Nelle orecchie dei bambini

Differenza tra sordità congenita e acquisita in gravidanza

By 27 Febbraio 2020 Agosto 10th, 2020 No Comments
Sordità congenita e acquisita: che differenza c'è?

La sordità nei bambini può manifestarsi sia alla nascita che nel corso dei primi anni di vita. In entrambi i casi l’ipoacusia nei bambini deve essere riconosciuta e curata il prima possibile, dato che i piccoli hanno ottime possibilità di miglioramento dell’udito. Vediamo dunque quali sono le differenze tra sordità congenita e sordità acquisita, così da poterle riconoscere ed affrontare con maggiore consapevolezza.

Sordità congenita

Si definisce congenita quella tipologia di sordità che si manifesta sin dalla nascita del bambino. Circa il 50% di questo tipo di ipoacusia è ereditaria, ossia viene trasferita dai genitori ai figli, anche se la matrice genetica è ancora sconosciuta. L’altro 50% dipende da complicazioni che possono verificarsi durante la gravidanza a carico della madre e che possono compromettere le capacità uditive del feto. Tra queste, le cause più diffuse di ipoacusia congenita sono le seguenti:

  • Toxoplasmosi
  • Rosolia
  • Citomegalovirus
  • Herpes
  • Riduzione dell’ossigeno

Lo screening uditivo

In moltissime regioni è obbligatorio sottoporre il bambino appena nato a specifici esami dell’udito. Questi esami post natali sono fondamentali per evidenziare precocemente eventuali deficit uditivi nel neonato e poter intervenire subito con protesi acustiche adatte. Si tratta di un test innocuo e indolore, che consiste nell’emissione di stimoli sonori nel condotto uditivo, attraverso un apparecchio simile ad un termometro, al fine di generare il suono della coclea, che viene poi amplificato da un piccolo microfono. Nelle regioni in cui questo test non è obbligatorio per tutti, viene comunque effettuato ai bambini considerati a rischio: i nati prematuri e i figli di donne che hanno avuto qualche malattia in gravidanza.

Sordità acquisita

Spesso l’ipoacusia si manifesta dopo la nascita, nei primi anni di vita del bambino: in questi casi di parla di sordità acquisita, proprio perché causata da agenti esterni che intervengono nel corso della vita. Le cause principali dell’ipoacusia acquisita sono essenzialmente tre:

  • Parotite
  • Meningite
  • Morbillo

Si tratta di infezioni che colpiscono altre zone del corpo, ma che hanno tra i loro effetti collaterali anche la riduzione della capacità uditiva. Oggi è possibile ridurre fortemente l’insorgenza di questi problemi con le vaccinazioni obbligatorie, che includono una protezione anche contro queste malattie.
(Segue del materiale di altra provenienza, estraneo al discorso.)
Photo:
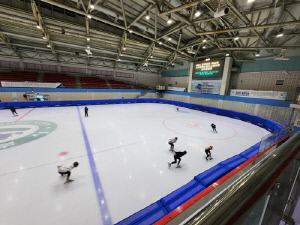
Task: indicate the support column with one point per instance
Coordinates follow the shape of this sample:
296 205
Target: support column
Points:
226 75
190 77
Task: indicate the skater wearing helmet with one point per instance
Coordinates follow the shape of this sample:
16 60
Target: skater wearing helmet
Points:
177 155
171 142
208 153
66 169
213 126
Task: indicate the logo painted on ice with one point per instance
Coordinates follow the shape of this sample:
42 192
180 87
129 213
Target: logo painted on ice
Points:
16 133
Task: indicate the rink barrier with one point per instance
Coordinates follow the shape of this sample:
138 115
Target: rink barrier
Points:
202 183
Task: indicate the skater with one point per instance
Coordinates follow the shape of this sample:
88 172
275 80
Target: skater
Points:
171 142
208 153
213 126
86 112
13 110
66 169
177 155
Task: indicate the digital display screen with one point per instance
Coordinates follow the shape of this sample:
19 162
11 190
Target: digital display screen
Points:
208 69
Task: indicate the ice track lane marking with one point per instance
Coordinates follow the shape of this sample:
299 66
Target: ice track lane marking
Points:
106 218
68 159
25 114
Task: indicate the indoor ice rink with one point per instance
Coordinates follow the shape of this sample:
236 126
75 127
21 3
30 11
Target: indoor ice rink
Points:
122 151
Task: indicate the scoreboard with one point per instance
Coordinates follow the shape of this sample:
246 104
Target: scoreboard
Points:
208 69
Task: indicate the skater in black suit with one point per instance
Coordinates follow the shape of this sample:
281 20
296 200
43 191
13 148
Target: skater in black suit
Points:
208 153
86 112
213 126
171 142
13 110
66 169
177 155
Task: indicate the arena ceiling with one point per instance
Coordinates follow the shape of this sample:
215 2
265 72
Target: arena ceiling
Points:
118 33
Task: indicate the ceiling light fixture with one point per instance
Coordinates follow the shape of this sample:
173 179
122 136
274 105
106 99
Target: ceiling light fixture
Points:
147 15
280 32
198 12
169 21
38 25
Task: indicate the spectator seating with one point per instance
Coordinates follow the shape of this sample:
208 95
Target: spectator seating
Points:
93 82
20 76
119 84
68 81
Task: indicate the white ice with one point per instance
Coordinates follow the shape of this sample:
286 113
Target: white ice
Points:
130 150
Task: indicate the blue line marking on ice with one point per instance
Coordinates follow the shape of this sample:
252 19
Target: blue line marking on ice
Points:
183 111
106 218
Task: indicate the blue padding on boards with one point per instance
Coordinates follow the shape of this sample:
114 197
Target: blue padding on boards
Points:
177 193
214 176
250 152
269 125
247 117
260 121
186 196
233 162
143 214
207 173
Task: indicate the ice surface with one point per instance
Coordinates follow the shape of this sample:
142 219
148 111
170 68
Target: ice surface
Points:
130 148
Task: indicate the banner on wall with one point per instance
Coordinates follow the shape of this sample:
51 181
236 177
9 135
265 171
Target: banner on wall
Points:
277 95
31 84
176 89
206 86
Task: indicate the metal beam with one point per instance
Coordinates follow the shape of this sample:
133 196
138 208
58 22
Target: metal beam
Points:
43 27
112 23
148 52
259 48
171 58
141 14
123 11
292 23
122 43
179 8
8 43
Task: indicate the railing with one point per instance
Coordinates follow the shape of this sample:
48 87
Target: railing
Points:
228 206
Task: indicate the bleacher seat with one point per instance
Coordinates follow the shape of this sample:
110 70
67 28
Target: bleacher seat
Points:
69 81
93 82
19 76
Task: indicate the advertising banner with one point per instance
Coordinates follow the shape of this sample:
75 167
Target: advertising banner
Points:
208 69
206 86
30 84
176 89
277 95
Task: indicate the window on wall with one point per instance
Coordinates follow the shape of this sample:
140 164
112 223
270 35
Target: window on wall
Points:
124 75
279 82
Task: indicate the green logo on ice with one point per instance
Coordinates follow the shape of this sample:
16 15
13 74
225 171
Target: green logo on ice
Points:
16 133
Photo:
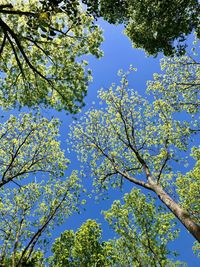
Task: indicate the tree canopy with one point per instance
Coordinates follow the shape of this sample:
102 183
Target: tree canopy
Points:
41 54
133 139
148 141
143 234
156 26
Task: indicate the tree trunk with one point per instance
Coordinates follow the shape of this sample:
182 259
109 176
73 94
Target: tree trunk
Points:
180 213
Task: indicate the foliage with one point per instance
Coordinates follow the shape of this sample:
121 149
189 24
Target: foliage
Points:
146 143
41 50
28 146
30 212
179 84
81 248
188 188
143 230
29 153
156 26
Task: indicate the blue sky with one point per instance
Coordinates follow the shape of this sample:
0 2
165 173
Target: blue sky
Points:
118 54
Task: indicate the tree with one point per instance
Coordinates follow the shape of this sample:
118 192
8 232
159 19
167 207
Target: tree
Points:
80 248
30 213
143 234
155 26
144 143
41 49
41 197
29 146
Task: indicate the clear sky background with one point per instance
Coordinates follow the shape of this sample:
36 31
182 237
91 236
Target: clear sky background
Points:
118 54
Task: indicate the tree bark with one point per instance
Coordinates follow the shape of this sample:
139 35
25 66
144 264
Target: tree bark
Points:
180 213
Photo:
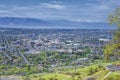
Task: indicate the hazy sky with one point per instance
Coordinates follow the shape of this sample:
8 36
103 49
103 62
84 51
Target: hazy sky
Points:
73 10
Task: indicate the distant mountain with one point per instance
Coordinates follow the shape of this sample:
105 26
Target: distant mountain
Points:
30 22
21 21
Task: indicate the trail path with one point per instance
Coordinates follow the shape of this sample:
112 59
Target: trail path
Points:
106 75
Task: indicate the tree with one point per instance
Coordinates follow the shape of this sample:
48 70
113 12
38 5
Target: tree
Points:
114 45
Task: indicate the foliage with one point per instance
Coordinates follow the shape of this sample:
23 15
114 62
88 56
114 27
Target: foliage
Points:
114 45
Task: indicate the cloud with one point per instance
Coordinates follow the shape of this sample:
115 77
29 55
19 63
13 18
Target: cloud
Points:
92 11
53 5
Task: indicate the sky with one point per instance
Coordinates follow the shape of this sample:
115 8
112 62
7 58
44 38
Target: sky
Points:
73 10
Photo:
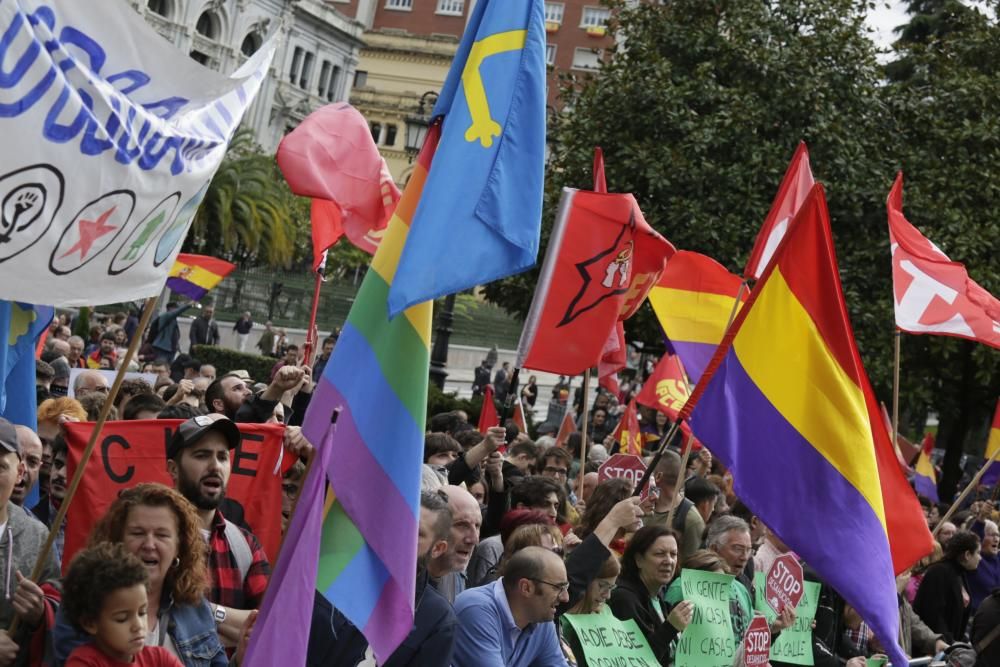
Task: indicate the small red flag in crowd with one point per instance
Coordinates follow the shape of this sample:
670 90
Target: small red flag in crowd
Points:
933 294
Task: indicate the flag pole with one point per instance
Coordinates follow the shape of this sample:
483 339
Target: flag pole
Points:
310 343
975 480
583 434
895 392
109 402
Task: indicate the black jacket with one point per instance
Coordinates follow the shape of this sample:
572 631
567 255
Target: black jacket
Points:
939 600
631 600
334 641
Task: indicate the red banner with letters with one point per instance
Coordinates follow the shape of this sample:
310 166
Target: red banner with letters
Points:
128 453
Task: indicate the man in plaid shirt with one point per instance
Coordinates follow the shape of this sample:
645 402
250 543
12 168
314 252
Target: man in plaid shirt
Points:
198 460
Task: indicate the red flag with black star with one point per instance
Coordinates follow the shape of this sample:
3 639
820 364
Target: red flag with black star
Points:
627 434
601 262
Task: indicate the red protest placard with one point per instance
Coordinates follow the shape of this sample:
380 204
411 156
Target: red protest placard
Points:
783 585
757 643
128 453
628 466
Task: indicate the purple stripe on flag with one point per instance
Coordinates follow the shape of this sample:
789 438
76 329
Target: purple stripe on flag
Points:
389 623
369 504
188 289
288 604
797 493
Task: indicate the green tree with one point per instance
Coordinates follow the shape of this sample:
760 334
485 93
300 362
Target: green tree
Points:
946 104
249 215
698 111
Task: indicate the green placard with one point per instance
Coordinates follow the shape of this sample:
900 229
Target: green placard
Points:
793 645
708 640
608 642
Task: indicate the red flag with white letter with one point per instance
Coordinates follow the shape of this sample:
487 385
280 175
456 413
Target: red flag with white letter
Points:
794 188
933 294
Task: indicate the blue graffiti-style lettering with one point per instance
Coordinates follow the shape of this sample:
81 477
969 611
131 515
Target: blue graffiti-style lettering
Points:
145 147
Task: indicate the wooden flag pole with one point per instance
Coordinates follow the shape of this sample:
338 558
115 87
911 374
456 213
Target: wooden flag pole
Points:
895 393
968 489
43 555
583 435
736 304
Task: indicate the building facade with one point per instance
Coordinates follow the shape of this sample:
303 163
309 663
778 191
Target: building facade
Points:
314 64
409 45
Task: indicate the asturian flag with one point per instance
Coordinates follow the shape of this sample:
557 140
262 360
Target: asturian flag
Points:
110 138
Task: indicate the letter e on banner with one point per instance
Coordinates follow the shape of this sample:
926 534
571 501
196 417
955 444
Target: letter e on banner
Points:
783 586
128 453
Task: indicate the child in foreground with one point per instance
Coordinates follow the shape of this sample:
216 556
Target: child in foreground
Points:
104 595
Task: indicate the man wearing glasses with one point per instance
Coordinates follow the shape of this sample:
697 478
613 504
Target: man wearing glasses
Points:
509 623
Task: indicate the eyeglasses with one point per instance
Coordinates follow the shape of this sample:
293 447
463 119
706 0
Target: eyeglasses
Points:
562 588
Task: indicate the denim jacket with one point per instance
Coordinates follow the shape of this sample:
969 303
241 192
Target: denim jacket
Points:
191 627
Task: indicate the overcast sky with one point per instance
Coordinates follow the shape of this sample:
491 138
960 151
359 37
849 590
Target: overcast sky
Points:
885 17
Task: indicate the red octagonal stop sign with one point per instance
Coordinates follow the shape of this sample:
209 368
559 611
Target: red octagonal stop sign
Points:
783 586
757 643
628 466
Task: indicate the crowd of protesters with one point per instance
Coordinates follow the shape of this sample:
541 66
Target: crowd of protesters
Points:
514 533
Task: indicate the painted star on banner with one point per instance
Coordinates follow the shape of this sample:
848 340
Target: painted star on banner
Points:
90 231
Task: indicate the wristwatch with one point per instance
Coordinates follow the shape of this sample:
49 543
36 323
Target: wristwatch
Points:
220 614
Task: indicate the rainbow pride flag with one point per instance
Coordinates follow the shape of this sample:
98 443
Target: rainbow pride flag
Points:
693 300
992 475
361 550
924 477
194 275
786 405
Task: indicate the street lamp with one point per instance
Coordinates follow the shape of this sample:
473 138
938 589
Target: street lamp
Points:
418 124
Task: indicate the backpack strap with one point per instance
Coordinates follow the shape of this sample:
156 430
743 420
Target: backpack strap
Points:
239 547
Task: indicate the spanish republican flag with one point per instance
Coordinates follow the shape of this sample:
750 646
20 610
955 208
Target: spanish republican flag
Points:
194 275
693 300
785 403
992 475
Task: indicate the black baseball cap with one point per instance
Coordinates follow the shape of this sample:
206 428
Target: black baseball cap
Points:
192 430
8 438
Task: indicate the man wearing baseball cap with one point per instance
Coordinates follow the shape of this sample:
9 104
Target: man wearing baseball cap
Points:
198 459
21 540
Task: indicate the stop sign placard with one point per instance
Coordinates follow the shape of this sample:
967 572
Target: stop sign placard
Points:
757 643
628 466
783 585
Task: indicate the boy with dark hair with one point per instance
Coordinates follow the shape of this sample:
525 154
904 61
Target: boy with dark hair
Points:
104 595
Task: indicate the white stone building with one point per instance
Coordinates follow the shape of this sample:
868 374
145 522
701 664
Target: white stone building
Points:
314 64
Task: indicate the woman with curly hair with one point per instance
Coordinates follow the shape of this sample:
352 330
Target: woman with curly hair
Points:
161 528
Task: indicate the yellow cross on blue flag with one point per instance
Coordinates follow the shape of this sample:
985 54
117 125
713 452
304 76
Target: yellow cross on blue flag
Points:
479 217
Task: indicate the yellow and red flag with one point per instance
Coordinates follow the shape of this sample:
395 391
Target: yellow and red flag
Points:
194 275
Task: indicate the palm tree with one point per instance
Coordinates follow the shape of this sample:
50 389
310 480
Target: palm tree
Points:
249 215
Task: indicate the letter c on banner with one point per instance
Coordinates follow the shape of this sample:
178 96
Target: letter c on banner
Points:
105 447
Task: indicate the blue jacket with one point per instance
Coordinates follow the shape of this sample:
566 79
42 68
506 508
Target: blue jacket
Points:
191 627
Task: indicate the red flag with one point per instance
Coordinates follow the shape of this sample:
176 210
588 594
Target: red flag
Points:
565 428
666 389
488 414
602 260
331 156
933 294
627 434
794 188
131 452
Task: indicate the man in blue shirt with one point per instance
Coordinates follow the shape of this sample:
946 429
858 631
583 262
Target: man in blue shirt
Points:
509 623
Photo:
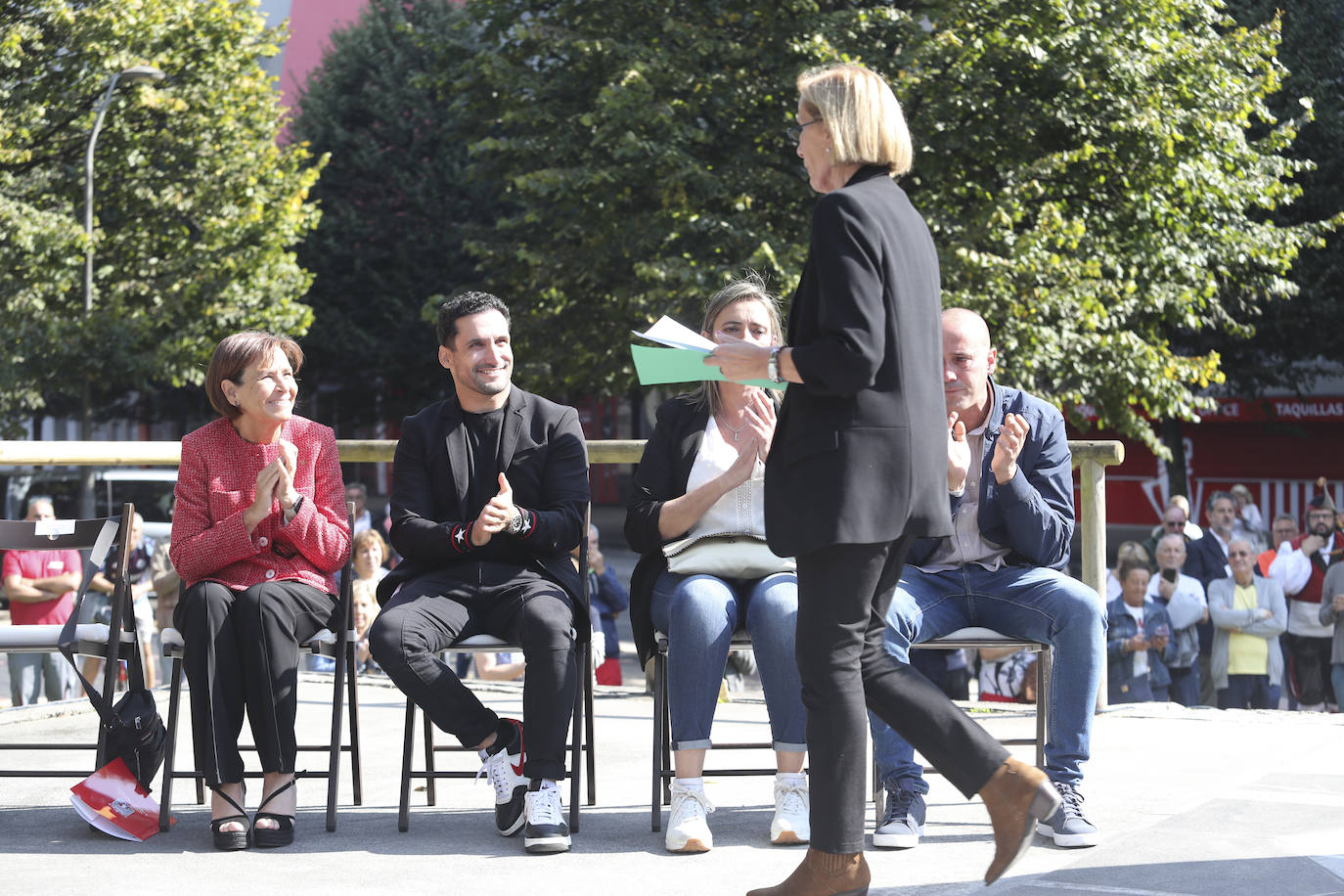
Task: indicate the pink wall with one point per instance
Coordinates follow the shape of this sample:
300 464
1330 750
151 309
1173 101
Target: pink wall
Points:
309 24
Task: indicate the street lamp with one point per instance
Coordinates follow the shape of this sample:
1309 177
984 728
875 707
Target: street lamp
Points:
128 75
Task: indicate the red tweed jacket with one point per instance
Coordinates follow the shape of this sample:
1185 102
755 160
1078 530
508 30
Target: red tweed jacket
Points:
216 481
È possibile che un bambino subisca una perdita di udito anche come conseguenza di una infezione mal curata, che può degenerare in una riduzione permanente delle capacità uditive, oppure a seguito dell’assunzione di farmaci ototossici, per quanto questa condizione sia più frequente negli anziani.

Cosa fare in caso di sordità nel bambino

Quale che sia l’origine dell’ipoacusia, un bambino ipoacusico deve essere tenuto costantemente sotto controllo, attraverso visite e test dell’udito. Infatti, la sua particolare età evolutiva, lo rende particolarmente recettivo e le possibilità di riacquisire un udito normale sono molto alte.